[BUG] `pipeline.log` cache location not consistent within the same `Pipeline` #596

alvarobartt · 2024-04-29T15:56:51Z

Describe the bug

Apparently, the cache location is different in the Pipeline.run method before and after calling the super().run, since the signature is updated, and it modifies the path, so that the pipeline.log is dumped in one directory (signature calculated before super().run) and then the rest of the files into another one (signature calculated after super().run).

To Reproduce

import time

from distilabel.llms import LlamaCppLLM, OpenAILLM
from distilabel.pipeline import Pipeline
from distilabel.steps import KeepColumns, LoadHubDataset, PushToHub
from distilabel.steps.combine import CombineColumns
from distilabel.steps.generators.data import LoadDataFromDicts
from distilabel.steps.tasks import TextGeneration, UltraFeedback

if __name__ == "__main__":
    start_time = time.time()

    with Pipeline(name="ultrafeedback-dpo") as pipeline:
        load_dataset = LoadHubDataset(
            name="load_dataset",
            output_mappings={"prompt": "instruction"},
        )

        text_generation_zephyr = TextGeneration(
            name="text_generation_zephyr",
            llm=LlamaCppLLM(
                model_path="./models/zephyr-7b-beta.Q4_K_M.gguf",  # type: ignore
                n_gpu_layers=-1,
                n_ctx=1024,
            ),
            input_batch_size=10,
            output_mappings={"model_name": "generation_model"},
        )
        load_dataset.connect(text_generation_zephyr)

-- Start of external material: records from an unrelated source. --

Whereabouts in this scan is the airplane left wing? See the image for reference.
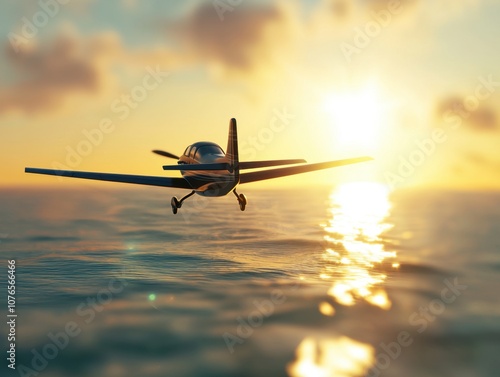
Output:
[24,168,193,190]
[240,157,373,184]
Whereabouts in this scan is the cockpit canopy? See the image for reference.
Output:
[184,142,225,162]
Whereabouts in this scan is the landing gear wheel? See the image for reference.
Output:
[238,194,247,211]
[170,196,182,215]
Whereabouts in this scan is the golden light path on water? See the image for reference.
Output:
[287,182,398,377]
[321,182,397,309]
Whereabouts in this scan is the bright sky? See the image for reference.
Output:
[0,0,500,189]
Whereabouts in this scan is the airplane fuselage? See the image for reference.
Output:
[177,141,239,197]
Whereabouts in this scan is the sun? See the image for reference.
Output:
[323,85,384,151]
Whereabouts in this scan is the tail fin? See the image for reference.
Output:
[226,118,240,175]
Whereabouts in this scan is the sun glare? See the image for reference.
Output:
[323,85,384,151]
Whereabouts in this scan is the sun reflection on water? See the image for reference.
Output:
[287,336,375,377]
[320,182,398,310]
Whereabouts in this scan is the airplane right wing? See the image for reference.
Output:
[240,157,373,184]
[24,168,193,190]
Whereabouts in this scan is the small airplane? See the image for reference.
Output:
[24,118,372,215]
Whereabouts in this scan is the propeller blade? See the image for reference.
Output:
[153,149,179,160]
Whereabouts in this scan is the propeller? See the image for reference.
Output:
[153,149,179,160]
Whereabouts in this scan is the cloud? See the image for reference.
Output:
[0,33,121,115]
[167,3,291,79]
[436,96,500,131]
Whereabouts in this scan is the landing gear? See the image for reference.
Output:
[170,190,196,215]
[233,189,247,211]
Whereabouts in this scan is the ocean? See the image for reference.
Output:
[0,182,500,377]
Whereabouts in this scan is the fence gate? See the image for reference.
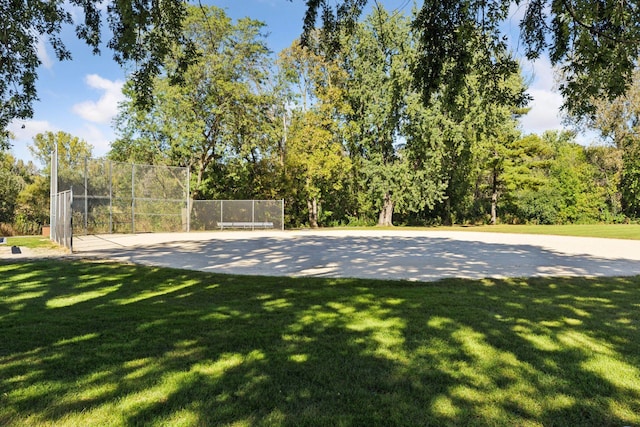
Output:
[50,190,73,252]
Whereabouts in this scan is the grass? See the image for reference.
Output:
[7,236,60,249]
[448,224,640,240]
[338,224,640,240]
[0,260,640,426]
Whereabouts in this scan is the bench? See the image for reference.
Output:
[218,221,273,230]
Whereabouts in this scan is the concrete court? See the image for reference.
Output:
[66,230,640,281]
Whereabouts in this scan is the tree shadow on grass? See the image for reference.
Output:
[0,261,640,425]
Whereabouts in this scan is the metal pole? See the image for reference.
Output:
[84,157,89,236]
[67,189,73,253]
[49,147,58,240]
[131,163,136,234]
[187,166,191,233]
[109,161,113,234]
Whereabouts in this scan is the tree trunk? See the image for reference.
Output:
[378,192,393,227]
[307,197,318,228]
[491,164,498,225]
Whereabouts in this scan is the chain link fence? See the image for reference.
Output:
[190,200,284,231]
[58,159,189,234]
[51,155,284,239]
[50,190,73,251]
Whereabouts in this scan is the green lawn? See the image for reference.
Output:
[448,224,640,240]
[7,236,61,249]
[0,260,640,426]
[362,224,640,240]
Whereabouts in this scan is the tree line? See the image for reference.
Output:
[0,6,640,232]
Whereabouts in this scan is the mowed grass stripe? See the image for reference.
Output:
[0,261,640,426]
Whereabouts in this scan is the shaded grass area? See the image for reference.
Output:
[0,260,640,426]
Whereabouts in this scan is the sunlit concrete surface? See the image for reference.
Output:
[62,230,640,281]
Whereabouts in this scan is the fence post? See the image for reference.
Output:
[186,166,191,233]
[49,147,58,240]
[108,160,113,234]
[131,163,136,234]
[84,156,89,235]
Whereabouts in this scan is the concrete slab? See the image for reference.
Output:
[69,230,640,281]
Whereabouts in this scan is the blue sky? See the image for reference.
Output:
[9,0,586,167]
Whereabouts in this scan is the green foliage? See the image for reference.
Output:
[340,5,444,225]
[29,131,93,173]
[503,132,611,224]
[304,0,640,117]
[110,6,279,202]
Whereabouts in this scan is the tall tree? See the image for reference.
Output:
[581,68,640,218]
[0,150,26,223]
[280,38,350,228]
[29,131,93,173]
[304,0,640,116]
[341,7,442,225]
[110,6,279,197]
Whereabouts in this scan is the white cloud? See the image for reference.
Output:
[8,120,59,143]
[520,58,564,134]
[72,74,125,124]
[73,123,113,157]
[520,89,563,133]
[36,37,53,70]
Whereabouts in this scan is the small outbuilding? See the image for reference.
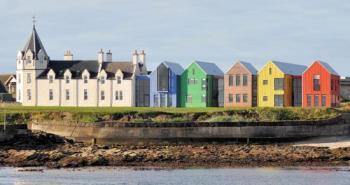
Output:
[303,60,340,107]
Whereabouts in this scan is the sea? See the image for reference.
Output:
[0,167,350,185]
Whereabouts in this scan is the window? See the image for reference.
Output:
[243,94,248,103]
[307,95,312,107]
[275,95,284,107]
[66,76,70,84]
[49,75,53,84]
[263,80,269,85]
[322,95,327,107]
[49,89,53,100]
[27,89,32,100]
[202,78,207,91]
[101,91,105,100]
[202,94,207,103]
[236,94,241,103]
[313,75,321,91]
[119,91,123,100]
[236,75,241,86]
[228,94,233,103]
[274,78,284,90]
[66,89,70,100]
[84,89,88,100]
[83,76,88,84]
[243,75,248,86]
[27,73,32,84]
[314,95,319,107]
[186,95,192,103]
[228,75,234,86]
[263,96,268,101]
[100,76,105,84]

        text_generation_gemma = TextGeneration(
            name="text_generation_gemma",
            llm=LlamaCppLLM(
                model_path="./models/gemma-7b-it-Q4_K_M.gguf",  # type: ignore
                n_gpu_layers=-1,
                n_ctx=1024,
            ),
            input_batch_size=10,
            output_mappings={"model_name": "generation_model"},
        )
        load_dataset.connect(text_generation_gemma)

        combine_columns = CombineColumns(
            name="combine_columns",
            columns=["generation", "generation_model"],
            output_columns=["generations", "generation_models"],
        )
        text_generation_zephyr.connect(combine_columns)
        text_generation_gemma.connect(combine_columns)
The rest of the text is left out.